I’ve known enough black baptist preachers here in Virginia at least to say that while some 80% of their politics on the real political issues (economics, social policy, labor policy etc) are Democratic in nature they to a one also have some of the social conservative positions of guys like Pat Robertson.

That doesn’t make them conservative nor would it make King a conservative, so the premise of the cited article is wrong. But if you were to take one strand and say it were true, it is true that many black religious leaders share certain social conservative values with Republican christian fundamentalists. They have too many differences to put them on the same side of the aisle though.

“Of all the forms of inequality, injustice in health care is the most shocking and inhumane.”

– Dr. Martin Luther King Jr.

Well, that is another item that would make Dr. King to be at odds with the current conservatives.

Conservatives also claim, almost to exclusion, Jesus, the liberal guy who taught us to care for each other without abandon, to make peace not war, to judge not, the power and need of forgiveness, and the perils of wealth. Color me surprised.
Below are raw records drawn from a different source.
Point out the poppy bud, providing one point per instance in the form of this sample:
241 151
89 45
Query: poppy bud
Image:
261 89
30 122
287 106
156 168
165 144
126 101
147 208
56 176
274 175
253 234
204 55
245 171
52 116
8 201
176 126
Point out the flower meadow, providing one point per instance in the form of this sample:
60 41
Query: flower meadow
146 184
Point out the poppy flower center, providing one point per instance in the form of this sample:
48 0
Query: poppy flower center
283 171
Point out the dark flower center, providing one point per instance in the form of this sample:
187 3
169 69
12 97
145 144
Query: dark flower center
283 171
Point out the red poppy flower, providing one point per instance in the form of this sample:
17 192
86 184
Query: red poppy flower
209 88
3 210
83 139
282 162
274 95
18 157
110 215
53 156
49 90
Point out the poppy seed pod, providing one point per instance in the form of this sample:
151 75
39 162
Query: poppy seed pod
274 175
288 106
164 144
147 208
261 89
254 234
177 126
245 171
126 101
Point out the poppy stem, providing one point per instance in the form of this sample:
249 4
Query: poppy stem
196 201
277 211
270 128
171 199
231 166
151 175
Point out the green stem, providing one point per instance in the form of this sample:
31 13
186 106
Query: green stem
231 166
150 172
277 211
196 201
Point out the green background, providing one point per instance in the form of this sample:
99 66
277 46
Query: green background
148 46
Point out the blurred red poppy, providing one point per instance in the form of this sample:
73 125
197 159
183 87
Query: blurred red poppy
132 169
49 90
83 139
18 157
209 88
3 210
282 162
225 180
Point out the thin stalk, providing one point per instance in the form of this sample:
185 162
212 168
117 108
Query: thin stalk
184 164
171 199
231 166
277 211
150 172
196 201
I don’t see how forgiving people, charity, and not being greedy is contradictory with conservatism.

So was Stalin.

Some of these same idiots try to claim that the Nazis were leftist (because it was National Socialism).
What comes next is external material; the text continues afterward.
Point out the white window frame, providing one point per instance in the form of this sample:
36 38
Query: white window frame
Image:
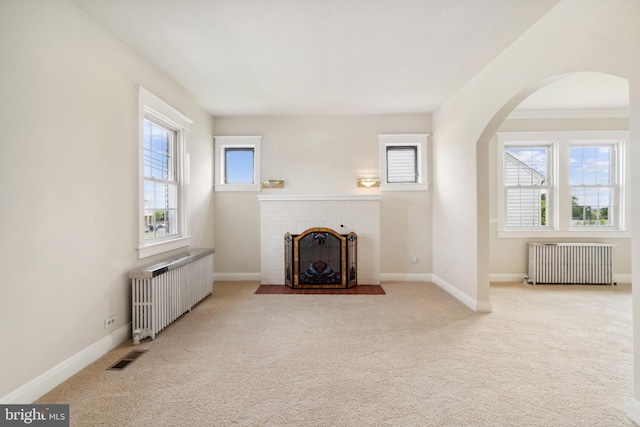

Wasn’t health care more affordable in general in the 1960’s? I think MLK would see us as regressing. Whites whose parents were “middle class” are now getting the treatment blacks used to.
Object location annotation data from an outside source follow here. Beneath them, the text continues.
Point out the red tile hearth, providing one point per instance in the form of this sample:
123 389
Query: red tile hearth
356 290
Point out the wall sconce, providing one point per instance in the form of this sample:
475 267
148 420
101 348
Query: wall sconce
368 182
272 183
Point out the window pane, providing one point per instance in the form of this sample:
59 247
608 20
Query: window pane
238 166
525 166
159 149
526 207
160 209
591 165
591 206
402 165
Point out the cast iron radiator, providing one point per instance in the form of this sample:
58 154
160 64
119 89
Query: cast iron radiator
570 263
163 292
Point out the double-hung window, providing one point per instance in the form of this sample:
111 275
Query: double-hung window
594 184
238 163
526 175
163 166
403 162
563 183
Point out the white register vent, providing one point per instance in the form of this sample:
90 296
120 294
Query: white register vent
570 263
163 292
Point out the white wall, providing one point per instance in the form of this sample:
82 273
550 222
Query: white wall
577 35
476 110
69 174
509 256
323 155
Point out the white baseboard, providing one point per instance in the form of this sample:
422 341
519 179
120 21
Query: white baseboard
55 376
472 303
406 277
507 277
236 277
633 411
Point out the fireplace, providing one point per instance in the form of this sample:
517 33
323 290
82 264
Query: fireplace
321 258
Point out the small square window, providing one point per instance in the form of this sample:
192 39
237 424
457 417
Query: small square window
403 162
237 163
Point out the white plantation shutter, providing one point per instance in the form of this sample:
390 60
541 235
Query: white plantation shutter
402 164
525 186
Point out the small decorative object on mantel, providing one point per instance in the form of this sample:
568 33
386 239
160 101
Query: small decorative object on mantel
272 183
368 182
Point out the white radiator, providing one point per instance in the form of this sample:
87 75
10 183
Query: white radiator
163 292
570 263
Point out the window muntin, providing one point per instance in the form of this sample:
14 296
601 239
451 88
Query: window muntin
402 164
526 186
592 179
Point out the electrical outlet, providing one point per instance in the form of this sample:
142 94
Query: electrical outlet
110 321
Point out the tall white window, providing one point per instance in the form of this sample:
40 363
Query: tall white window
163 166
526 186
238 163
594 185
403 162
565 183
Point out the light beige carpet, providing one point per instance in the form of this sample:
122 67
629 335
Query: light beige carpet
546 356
The barrel is pretty chock-a-block with fish. To keep with a recurring theme in the thread: how about pointing to a major Republican push on the “replace” part of “repeal and replace Obamacare.” Not too forgiving of people who fell on hard times (probably deserved it). Certainly not too charitable, and rife with greed.

Unless, of course, the vast majority of Republicans and associtated voting bloc aren’t true Scotsmen.

Considering the politics of his wife, Coretta Scott King, and his protégées Jesse Jackson and Joseph Lowery, I think the idea that King would have become a political conservative is a real stretch.

If Obama were to hold a prayer/press conference in which he begs God to forgive the US for all of its sins, historical and current, as well as all the sins of all the terrorists trying to get us, you better believe conservatives would be shitting bricks.

Do you remember the Republican debate where the crowd cheered at the notion of someone dying because he doesn’t have health care? And the folks on stage just smiled and said nothing? Do you think conservatives are in favor of social welfare programs, in general? If the government were to create a scholarship program for poor high school students, funded by savings resulting from cuts to military spending, do you think conservatives would be happy or angry? When the government was gushing billions of dollars of wasteful spending on an illegal war halfway across the world, did conservatives complain? Or did they complain when the government started talking about pulling out of wars and creating a system in which affordable health care was available to all citizens?

Way back when you were in kindergarten, I created a SD thread decrying budget slashes to the free/reduced lunch program and other welfare programs–including those devoted to the elderly and veterans. It was full of righteous indignation. Guess who complained about people “stealing” their money to give to the poor? Guess who wanted to shift the focus on fixing the moral failures responsible for hungry children rather than simply feeding the hungry children? Hint: It wasn’t our liberal posters. (Wow, reading that thread is weird. I was a Christian back in those days. A lot can change in ten years!)

In summary, forgiveness, charity, and not being greedy are certainly not in conflict with a political philosophy that is truly “Christ-like”. Conservatives can call themselves Christian and actually be telling the truth, but conservatism in its current political form is about as far from “Christ-like” as you can get. It’s embarrassingly greedy, war-mongering, and non-compassionate. I do not see how good conservatives can not see the contradictions of their brethren.